YÜZDE 60’I SIHHAT HİZMETLERİNE PROBLEMSİZ ULAŞMIŞ
Doç. Dr. Eminoğlu, iştirakçilere, ‘Sağlık hizmetlerine ulaşımda rastgele bir sorun yaşadınız mı?’ sorusu da sorduklarını aktararak, “Sorumuza; Türkiye genelindeki iştirakçilerin yüzde 60’ı, tam kısıtlamanın olduğu ve kentler ortası seyahatin yasaklandığı periyotta sıhhat hizmetlerine meselesiz ulaştıkları karşılığını verdi. Ankara’dan araştırmaya katılanların hepsi sıhhat hizmetlerine ulaştıklarını belirttiler. Tam kısıtlamanın olduğu vakitlerde bulundukları vilayette şayet uzmanlaşmış tabip ya da hastane yok ise seyahat etme imkanları olmadığı için sıhhat hizmetlerinden geri kaldıklarını öğrendik. Bu da yaklaşık olarak bizim çalışma kümemizde yüzde 40’lık bir oranı oluşturuyordu. Genel olarak iştirakçilerin yarısından fazlası Covid-19 devrinde sıhhat hizmetlerine ulaştıklarını söz ettiler” dedi.
‘ANNELERİN YÜZDE 40’INDA DEPRESYON OLDU’
Doç. Dr.
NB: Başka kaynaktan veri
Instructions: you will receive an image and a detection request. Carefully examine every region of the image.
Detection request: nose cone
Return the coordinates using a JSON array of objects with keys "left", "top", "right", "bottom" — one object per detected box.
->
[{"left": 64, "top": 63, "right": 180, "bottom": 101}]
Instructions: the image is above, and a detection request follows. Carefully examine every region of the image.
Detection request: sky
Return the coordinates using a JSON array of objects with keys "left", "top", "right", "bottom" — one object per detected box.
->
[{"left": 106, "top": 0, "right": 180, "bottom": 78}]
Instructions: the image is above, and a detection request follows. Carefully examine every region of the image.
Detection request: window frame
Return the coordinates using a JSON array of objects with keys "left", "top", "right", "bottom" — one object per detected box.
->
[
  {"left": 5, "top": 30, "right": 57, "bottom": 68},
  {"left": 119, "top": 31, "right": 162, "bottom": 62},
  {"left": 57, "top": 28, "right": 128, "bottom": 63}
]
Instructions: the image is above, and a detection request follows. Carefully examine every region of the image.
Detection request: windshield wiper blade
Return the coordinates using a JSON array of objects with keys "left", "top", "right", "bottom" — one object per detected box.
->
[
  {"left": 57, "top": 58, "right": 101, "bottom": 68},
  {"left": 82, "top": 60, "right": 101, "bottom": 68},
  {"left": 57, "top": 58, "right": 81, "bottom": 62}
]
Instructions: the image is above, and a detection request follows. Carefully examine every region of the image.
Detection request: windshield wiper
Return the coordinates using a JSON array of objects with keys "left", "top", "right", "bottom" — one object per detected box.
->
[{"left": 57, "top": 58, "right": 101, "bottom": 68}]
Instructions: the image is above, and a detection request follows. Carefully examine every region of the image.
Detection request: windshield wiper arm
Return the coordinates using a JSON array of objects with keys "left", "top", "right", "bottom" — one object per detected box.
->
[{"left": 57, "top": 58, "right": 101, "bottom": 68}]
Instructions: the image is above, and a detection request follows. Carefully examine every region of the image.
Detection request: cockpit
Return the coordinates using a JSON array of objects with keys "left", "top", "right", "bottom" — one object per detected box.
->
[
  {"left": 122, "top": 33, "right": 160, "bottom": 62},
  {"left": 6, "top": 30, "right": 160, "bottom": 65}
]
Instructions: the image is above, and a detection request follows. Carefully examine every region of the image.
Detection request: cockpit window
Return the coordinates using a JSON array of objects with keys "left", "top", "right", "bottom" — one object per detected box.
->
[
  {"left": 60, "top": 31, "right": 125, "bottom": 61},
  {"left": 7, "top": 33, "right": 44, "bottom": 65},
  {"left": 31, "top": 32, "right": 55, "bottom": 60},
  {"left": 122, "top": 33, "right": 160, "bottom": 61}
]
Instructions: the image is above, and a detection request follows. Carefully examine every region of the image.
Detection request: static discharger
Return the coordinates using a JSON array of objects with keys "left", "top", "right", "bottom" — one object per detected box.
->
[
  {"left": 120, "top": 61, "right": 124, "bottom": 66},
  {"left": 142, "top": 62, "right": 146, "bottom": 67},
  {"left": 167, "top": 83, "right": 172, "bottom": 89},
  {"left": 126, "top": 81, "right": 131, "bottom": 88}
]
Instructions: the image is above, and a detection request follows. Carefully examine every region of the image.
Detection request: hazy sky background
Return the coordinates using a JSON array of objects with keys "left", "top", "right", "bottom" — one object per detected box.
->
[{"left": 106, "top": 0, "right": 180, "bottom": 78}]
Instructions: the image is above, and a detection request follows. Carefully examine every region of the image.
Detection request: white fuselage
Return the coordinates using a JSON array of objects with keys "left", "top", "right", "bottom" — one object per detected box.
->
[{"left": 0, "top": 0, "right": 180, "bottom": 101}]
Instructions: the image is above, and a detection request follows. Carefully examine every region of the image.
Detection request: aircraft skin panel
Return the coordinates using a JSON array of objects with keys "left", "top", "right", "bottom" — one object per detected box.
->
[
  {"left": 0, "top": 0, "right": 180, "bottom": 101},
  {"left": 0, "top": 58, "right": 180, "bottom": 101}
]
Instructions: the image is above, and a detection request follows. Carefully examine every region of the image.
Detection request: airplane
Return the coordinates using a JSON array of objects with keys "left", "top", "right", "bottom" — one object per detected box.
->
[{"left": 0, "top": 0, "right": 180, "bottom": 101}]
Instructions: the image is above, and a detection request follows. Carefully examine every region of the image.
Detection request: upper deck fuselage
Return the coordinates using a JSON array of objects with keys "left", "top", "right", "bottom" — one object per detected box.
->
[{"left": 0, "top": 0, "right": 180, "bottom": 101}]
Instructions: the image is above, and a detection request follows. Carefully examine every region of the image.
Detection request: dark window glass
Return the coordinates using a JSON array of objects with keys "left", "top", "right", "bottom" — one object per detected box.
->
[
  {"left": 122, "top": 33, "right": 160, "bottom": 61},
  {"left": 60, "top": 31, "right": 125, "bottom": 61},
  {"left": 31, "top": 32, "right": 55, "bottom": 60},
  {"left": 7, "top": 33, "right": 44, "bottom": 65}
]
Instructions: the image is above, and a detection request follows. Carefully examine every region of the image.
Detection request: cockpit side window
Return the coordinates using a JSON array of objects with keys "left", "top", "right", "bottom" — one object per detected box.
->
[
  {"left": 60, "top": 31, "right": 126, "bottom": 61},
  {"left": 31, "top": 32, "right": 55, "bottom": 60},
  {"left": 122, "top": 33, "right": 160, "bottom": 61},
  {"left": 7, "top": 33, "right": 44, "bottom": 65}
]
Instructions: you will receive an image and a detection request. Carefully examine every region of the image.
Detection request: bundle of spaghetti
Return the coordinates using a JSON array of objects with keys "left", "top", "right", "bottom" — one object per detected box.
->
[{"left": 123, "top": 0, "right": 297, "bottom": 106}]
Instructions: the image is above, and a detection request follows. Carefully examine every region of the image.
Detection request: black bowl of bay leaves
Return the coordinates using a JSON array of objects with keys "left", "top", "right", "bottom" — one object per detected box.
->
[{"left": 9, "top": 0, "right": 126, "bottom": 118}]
Eminoğlu, araştırmada kalıtsal hastalığı bulunan çocukların ailelerinde pandemi devrinde ‘anne depresyonu’nun da arttığını gözlemlediklerini belirterek şunları söyledi:
“Ailesinde Covid-19 geçiren ya da iş kaybı yaşayan ailelerimiz olunca ‘anne depresyonu’nu değerlendirdik. Esasen hepimizi negatif etkileyen bir süreçti; lakin bizim çalışma kümemizde da yaklaşık annelerin yüzde 40’ında depresyon olduğunu saptadık. Çocuklarda bu kronik rahatsızlıklar zati anne ve babalar için epey sıkıntı; zira daima desteklenmesi gereken bir çocukla berabersiniz. Daima teşhis ve takip kısımlarının çok titizlikle yapılması gereken bir hasta kümesi. Beraberinde Covid-19’un getirdiği kaygı, gerilim; ‘sağlık hizmetlerine ulaşabilecek miyim, tedavisini alabilecek miyim’ üzere sorular annelerde biraz daha negatif bir tesir oluşturdu.”
‘TELE TIP SIHHAT SİSTEMİNE ENTEGRE EDİLMELİ’
Doç. Dr. Eminoğlu, ayrıyeten salgında çok büyük gayretler verdiklerini de lisana getirerek, “Özellikle hem Türk doktorlarının ve sıhhat işçilerinin fevkalâde uğraşlı gayretleri hem Sıhhat Bakanlığı’nın vaktinde aldığı tedbirlerle biz bu periyodu ülke olarak muvaffakiyetle atlattık lakin hepimiz kimi dersler çıkardık. Bundan sonra oluşabilecek pandemiler yahut diğer riskli durumlar için tele tıp sisteminin sıhhat sistemimize bir an evvel entegre edilmesi ve tıpkı vakitte tekrar bu destekleyici usullerden meskende tedavi seçeneklerinin de sıhhat sistemine entegrasyonu ehemmiyet taşımakta. Bu mevzuda zati çalışmalar vardı ama Covid-19 periyodu bunun kıymetini daha da öne çıkardı, diyebiliriz” dedi.